Activity for Data Science with Scala and Smile

Obtain the source code for this activity

Check out the source code

$ git clone https://github.com/LoyolaChicagoBooks/introds-scala-examples

or download and unzip

$ wget https://github.com/LoyolaChicagoBooks/introds-scala-examples/archive/refs/heads/main.zip
$ unzip main.zip

Then navigate to the montecarlo-scala directory for the Monte Carlo simulation code, and the 311-case-study-scala directory for the 311 case study code.

Monte Carlo challenge

  • Verify that you can run the Monte Carlo simulation code for estimating the area of a circle, and understand how it works. (Refer to the README file in the montecarlo-scala directory for instructions on how to run the code.)

  • Determine how many darts (as a power of 10) you need to throw to get a good estimate of the area of the circle, defined as accurate when rounded to the first two decimal places, e.g.,

    • 3.12017 rounded to 3.12 (FAIL)

    • 3.14159 rounded to 3.14 (PASS)

    • 3.14859 rounded to 3.15 (FAIL)

  • Study the source code and understand how the data is generated and analyzed.
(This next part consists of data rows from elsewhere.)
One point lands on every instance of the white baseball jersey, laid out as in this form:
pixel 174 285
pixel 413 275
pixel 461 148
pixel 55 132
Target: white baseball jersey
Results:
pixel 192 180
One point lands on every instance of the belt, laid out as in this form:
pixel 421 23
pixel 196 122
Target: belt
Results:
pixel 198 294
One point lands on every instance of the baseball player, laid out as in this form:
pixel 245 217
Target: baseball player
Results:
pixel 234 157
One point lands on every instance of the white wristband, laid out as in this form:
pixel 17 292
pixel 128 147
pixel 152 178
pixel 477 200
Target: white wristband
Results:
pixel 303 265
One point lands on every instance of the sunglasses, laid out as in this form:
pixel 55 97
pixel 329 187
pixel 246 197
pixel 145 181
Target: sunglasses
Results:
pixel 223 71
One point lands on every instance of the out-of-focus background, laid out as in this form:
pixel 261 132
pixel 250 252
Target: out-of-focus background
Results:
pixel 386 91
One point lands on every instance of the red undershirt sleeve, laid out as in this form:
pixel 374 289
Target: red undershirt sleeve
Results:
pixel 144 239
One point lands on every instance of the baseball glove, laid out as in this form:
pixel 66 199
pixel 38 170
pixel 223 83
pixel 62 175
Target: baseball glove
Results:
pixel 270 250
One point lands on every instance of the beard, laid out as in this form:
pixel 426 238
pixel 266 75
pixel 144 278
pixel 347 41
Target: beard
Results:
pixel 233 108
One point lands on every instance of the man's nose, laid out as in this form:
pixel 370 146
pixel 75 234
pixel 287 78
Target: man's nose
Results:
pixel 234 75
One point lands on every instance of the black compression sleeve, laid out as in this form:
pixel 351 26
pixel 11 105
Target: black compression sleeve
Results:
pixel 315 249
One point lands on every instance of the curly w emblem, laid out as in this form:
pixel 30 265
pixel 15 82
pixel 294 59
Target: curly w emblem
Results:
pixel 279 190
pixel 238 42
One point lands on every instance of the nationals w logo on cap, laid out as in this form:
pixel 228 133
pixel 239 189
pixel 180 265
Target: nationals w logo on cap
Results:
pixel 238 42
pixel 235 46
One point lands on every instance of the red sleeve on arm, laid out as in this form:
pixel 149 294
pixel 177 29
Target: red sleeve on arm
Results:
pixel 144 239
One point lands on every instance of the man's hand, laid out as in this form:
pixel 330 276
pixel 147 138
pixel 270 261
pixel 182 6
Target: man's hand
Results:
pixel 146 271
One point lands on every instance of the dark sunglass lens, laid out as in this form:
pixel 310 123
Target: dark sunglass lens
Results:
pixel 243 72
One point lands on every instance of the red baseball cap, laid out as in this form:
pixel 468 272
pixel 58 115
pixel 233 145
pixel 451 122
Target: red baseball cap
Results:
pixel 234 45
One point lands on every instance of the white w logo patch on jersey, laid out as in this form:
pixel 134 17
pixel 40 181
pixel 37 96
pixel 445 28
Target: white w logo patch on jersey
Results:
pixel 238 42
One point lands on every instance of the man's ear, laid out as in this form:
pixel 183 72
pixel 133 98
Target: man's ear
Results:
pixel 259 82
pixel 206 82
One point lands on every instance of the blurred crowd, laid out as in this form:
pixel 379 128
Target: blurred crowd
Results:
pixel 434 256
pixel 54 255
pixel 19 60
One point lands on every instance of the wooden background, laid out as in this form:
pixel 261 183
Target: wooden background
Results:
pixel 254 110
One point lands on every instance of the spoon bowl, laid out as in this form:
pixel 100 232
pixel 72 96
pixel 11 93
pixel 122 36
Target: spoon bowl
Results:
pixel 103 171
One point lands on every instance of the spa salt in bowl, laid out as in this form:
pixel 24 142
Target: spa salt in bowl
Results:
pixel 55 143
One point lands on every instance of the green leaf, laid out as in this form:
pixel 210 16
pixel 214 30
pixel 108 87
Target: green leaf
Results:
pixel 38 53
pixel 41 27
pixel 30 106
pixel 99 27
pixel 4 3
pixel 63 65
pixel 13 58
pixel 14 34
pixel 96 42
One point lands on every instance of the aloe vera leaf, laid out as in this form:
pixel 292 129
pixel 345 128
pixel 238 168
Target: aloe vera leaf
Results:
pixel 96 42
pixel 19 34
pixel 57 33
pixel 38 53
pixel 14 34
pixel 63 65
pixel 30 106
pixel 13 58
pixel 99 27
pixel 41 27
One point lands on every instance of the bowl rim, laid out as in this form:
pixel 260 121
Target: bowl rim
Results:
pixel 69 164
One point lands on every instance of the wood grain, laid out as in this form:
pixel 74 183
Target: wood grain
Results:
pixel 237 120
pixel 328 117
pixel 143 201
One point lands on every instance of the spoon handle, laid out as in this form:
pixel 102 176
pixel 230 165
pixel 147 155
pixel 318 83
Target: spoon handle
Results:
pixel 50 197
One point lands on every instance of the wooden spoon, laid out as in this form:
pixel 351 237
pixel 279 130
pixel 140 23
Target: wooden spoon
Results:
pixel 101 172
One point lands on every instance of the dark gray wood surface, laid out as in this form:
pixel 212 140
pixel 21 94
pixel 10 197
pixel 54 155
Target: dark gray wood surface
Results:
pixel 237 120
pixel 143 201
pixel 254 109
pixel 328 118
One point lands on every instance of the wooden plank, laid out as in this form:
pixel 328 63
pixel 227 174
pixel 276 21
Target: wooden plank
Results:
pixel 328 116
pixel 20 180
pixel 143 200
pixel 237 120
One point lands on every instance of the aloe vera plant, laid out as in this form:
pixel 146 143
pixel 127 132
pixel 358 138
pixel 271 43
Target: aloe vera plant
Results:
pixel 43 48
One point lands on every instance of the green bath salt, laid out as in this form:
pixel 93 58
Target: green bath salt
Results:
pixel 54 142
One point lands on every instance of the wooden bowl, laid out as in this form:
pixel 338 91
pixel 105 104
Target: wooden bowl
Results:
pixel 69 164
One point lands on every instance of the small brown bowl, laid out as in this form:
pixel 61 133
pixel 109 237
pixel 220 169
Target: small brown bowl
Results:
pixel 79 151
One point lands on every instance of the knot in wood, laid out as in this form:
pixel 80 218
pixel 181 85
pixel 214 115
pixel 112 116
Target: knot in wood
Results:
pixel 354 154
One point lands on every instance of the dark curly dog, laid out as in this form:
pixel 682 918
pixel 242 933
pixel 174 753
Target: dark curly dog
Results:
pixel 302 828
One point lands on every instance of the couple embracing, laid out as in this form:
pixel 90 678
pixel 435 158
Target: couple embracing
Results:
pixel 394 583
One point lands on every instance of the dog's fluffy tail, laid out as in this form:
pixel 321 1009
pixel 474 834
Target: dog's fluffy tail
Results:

In particular, understand what role the Smile library plays in each stage of the process.

311 case study challenge

  • Find out which options the FilterGraffitiData.scala program accepts by running it with the --help option, e.g.,

    scala-cli FilterGraffitiData.scala -- --help
    
  • Filter the data based on various criteria, such as status, e.g.,

    scala-cli FilterGraffitiData.scala -- -i dataset/311_graffiti.csv -s 'Open'
    

    This might show only a few matches, so try again with other status values (look at the dataset to see what other status values are available) and a higher number of records to show, e.g.,

    scala-cli FilterGraffitiData.scala -- -l 1000 -i dataset/311_graffiti.csv -s 'Open'
    
  • Attempt to reproduce the visualization by running the VisualizeGraffitiData.scala program, e.g.,

    scala-cli VisualizeGraffitiData.scala -- -i dataset/311_graffiti.csv
    
  • Study the source code and understand how the data is generated and analyzed. In particular, understand what role the Smile library plays in each stage of the process.